なるほど。だから、今回のはリアが先にキスをしたのがスイッチになったわけか。これからは注意しとかないとな。セレアの涙目は強烈な罪悪感を誘うし。
「こればっかりは仕方がないですね。いろんな意味で敵う気がしてないですし。でも、2番奴隷は私ですよ?正式な奴隷契約はまだ先になっちゃいますけど・・・」
セレアの唇が離れた後に、そう言ってリアも舌を絡めてきた。
リアにとってもそこは重要なのか。もし奴隷を増やす事になったら、奴隷契約ができてない事を気にしてるっぽいリアはマジ泣きしそうだし、マジで順番には気を付けよう。

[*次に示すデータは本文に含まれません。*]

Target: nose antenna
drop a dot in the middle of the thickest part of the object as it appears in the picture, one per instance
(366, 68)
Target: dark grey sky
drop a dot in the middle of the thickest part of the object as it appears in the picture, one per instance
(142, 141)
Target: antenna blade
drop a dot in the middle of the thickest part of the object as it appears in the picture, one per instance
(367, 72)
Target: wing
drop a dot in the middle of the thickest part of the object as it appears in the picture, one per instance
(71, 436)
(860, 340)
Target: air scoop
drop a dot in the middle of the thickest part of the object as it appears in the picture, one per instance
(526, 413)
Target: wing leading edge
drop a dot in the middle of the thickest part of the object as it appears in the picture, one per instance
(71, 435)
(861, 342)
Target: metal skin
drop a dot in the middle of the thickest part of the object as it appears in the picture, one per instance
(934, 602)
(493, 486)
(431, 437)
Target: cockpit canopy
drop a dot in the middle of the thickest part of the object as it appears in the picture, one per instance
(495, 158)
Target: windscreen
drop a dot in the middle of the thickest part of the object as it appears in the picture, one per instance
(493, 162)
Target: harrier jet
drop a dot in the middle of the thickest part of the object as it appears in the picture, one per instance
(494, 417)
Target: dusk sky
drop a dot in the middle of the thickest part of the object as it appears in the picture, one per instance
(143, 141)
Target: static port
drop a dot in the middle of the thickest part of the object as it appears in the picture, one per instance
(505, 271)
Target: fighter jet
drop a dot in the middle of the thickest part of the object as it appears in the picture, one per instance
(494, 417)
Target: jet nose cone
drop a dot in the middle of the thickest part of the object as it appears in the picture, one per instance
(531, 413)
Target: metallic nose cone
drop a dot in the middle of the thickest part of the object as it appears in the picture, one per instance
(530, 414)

風呂を出たら、もう昼を完全に過ぎていたから、外で遅い昼食にする事にした。
昨日も思ったけど、街の活気が凄い。あちこちで奴隷商会の呼び込みが響いている。王都も活気はあったけど、国王のお膝元なせいか全体的にどこか品があった。けど、この街は下町の活気って感じで勢いが違う。ただ、ガラもよろしくはないらしい。怒鳴り声が飛び交っている所もチラホラ。やっぱり王都近くだと正規兵の目があるから、揉め事は起こりにくかったんだろうなぁ。
昼食の後は、宝飾品店に足を向けた。複眼の宝玉を売却する為だ。
相変わらず文字が読めない俺に代わって、セレアとリアが見つけてくれた宝飾品店に入ると、店員の若い男性がこちらを一瞥して溜め息をついた。あ、これ、また鉄級と勘違いされてるな。

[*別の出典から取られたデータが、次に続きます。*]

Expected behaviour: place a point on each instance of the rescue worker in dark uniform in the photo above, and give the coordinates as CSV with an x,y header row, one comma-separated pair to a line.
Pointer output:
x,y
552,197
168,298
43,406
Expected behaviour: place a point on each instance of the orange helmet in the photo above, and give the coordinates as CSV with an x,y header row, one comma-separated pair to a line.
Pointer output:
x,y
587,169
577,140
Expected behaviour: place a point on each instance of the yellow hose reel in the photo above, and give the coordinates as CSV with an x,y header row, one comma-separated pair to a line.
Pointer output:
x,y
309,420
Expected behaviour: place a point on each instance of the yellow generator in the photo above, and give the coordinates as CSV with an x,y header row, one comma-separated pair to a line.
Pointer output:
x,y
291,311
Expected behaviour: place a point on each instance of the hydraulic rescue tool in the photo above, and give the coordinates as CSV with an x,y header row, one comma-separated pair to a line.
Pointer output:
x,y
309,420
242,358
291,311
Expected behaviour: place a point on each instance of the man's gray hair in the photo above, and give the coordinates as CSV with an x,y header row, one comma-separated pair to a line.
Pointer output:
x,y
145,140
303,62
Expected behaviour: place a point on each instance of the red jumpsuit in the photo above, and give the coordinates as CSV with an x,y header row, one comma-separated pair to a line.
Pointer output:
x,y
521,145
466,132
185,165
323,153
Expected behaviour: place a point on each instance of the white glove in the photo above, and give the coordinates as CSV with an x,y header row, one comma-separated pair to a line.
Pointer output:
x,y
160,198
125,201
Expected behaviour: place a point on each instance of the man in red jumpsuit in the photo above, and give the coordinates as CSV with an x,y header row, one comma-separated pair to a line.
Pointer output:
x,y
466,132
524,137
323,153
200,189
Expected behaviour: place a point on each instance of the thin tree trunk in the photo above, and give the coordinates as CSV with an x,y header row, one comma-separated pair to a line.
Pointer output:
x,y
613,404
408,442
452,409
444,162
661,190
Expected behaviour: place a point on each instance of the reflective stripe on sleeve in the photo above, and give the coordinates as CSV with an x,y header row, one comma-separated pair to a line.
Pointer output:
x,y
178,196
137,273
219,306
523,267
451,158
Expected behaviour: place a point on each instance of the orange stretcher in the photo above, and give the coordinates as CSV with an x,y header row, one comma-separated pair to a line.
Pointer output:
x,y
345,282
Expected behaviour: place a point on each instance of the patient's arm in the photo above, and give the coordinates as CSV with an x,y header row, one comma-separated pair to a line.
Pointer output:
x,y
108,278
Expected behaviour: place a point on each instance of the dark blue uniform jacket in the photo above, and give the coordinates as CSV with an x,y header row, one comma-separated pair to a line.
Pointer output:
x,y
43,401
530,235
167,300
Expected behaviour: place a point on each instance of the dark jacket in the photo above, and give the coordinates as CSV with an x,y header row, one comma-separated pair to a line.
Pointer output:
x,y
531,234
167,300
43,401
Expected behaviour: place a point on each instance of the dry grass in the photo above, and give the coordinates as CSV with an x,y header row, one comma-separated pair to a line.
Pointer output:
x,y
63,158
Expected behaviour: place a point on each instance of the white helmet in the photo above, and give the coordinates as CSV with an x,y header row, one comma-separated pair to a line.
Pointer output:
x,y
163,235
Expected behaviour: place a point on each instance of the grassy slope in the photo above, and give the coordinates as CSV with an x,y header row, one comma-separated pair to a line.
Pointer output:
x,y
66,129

「らっしゃい。何の用だ?うちはこの街じゃ1番の高級店で、貴族様の御用達でもあるんだぞ?」
これは、言外に<お前程度の階級で買える物なんかないぞ>と言われてるようなものである。
しかし、この世界の商売人のほとんどは冒険者の階級で露骨に態度が変わるよなぁ。食料品を扱ってる人達はそうでもないけど、武防具屋とか宿屋とかは極端過ぎて笑えてくる。もっと極端なのは冒険者ギルドの職員達と冒険者達だけど。例外はエラーデさんくらいか。
「買い取りをお願いしたいんですが、見ていただけますか?」
「はぁ?聞いてたのか?あんた。ここは高級店だって」
背後でセレアとリアの怒りの気配が膨らんできたから、店員の言葉を遮るように慌てて複眼の宝玉をリュックから出す。
「な・・ふ、複眼の宝玉・・・?まさか・・・」
複眼の宝玉を手に取って、マジマジと見る店員。そこに、店主らしき中年男性がカウンターの奥から出てきて、俺達を一瞥して、興味が無さそうに店員に顔を向け直す。
「どうした?」
「あ、て、店長。これを。」
複眼の宝玉を手渡す。
「なっ、なんてぇ仕上がりだ・・・こ、こいつはあんた達が持ち込んだのか?」
「ええ。買い取りをお願いしたいと思いまして。」
店長はチラリとリアに視線を向けて、俺に視線を戻す。
「随分腕のいい奴隷に当たったもんだ。あやかりたいねぇ。」
うわぁ。完全に見下されてるよ。これは2人がキレる前にとっとと商談を済ませないとな。
「いくらで買い取っていただけますか?」
「フン。まぁ、50万エニーってところだな。他の店じゃあこんな金額はすぐには出せやしないぞ。」
ふんぞり返って言う店長。
はぁ?安く買い叩くにも程がある。いや、相場なんて知らないけど、絶対に安い。何故かなんとなく分かる。完全に舐められてるなぁ。思わんトコで舐められる事の弊害が出たもんだ。まぁ、冒険者証を出せば片付くだろうけど。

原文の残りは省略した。